Descrição: O Monalonion bondari, inseto fitófago, é considerado a espécie mais predominante nos cacaueiros da Bahia.
Adulto tem entre 6,5 e 13 mm de comprimento, tem a cor castanho escura, com manchas amareladas nas asas, e partes do corpo avermelhadas, principalmente na região abdominal, a depender das espécies. As ninfas são de cor alaranjada, tendo a região torácica e os dois primeiros segmentos abdominais delimitados por duas faixas avermelhadas que circundam o corpo, faixas que dependem muito do seu estágio de desenvolvimento.
A presença de cacaus novos e brotações tenras favorecem determinantemente as populações da espé- cie com elevados índices de sobrevivência e desenvolvimento, já que são locais de postura e alimentação, sem deixar de levar em consideração os fatores climáticos com temperaturas variáveis em torno dos 10 °C e alta umidade relativa.

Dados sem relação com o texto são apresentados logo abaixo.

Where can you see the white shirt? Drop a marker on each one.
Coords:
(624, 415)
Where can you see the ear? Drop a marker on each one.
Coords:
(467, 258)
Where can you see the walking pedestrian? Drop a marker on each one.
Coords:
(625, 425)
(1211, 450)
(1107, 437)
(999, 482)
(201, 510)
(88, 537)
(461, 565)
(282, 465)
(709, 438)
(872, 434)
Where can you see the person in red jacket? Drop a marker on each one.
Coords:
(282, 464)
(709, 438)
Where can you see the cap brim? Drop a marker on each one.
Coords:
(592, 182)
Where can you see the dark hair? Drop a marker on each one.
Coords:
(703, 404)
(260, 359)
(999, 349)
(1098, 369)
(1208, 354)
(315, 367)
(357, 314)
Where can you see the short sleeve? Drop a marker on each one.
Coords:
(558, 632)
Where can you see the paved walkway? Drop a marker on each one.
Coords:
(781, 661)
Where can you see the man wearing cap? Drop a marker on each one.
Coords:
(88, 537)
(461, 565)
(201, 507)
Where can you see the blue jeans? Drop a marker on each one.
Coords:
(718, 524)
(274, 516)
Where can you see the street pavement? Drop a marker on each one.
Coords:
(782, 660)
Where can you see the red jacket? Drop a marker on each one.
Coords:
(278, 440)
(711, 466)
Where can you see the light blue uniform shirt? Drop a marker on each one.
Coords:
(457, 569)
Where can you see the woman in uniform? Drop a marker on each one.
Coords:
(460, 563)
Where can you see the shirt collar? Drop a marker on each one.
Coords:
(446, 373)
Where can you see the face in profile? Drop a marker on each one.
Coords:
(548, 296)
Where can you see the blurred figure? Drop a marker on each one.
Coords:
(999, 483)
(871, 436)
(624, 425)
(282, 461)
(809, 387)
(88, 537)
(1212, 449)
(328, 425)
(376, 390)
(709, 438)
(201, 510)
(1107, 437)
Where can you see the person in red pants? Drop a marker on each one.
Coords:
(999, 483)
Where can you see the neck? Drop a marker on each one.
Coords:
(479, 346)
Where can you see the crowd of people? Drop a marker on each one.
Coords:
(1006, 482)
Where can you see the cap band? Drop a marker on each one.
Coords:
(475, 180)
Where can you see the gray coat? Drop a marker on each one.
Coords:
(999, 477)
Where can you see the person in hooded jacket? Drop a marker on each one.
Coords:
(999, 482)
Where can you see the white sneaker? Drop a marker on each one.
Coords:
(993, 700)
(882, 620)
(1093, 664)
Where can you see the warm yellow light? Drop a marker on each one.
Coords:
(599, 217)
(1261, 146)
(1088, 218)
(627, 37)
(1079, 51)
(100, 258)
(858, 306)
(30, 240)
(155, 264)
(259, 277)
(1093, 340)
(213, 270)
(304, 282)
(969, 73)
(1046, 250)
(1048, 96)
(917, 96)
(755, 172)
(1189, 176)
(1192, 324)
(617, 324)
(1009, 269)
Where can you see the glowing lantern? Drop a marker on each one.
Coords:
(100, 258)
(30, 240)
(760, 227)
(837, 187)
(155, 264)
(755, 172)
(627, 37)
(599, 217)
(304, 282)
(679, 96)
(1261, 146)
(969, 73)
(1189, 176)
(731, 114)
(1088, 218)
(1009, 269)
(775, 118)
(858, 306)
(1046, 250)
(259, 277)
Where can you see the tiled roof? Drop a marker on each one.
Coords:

Danos: Os monalônios, tanto as ninfas como os adultos, causam enormes prejuízos aos frutos, brotos, hastes e folhas novas do cacaueiro, através da introdução do aparelho bucal picador sugador labial alongado, geralmente tetraqueta (4 estiletes perfurantes), o qual está representado por um rostro, bico ou haustelo, com o qual suga a seiva dos tecidos jovens da planta. No local da picada, injetam toxinas que mais tarde darão origem a tecidos necrosados e lesões de afundamento dos ramos, formando pústulas superficiais que determinam as vulgarmente chamadas "bexigas", sintoma mais coloquialmente conhecido como fruto "bexigado". Geralmente o ataque afeta mais os frutos novos, ainda em pleno desenvolvimento, causando apodrecimento e queda dos mesmos, bem como a deformação dos cacaus maiores e em estado mais avançado de desenvolvimento e, na maioria dos casos, compromete comercialmente a qualidade das amêndoas. Quando os ataques são muito severos, as brotações terminais podem ter seu crescimento paralisado, visto que os cacaueiros desfolham e os brotos e as folhas novas secam, provocando o sintoma mais conhecido vulgarmente como "queima", o que reduz significativamente a produção do cacaueiro, devido à grande perda de área foliar. Outra consequência danosa do ataque do Monalonion é a associação que este tem com a presença e o desenvolvimento de fungos fitopatogênicos nos frutos e ramos da planta.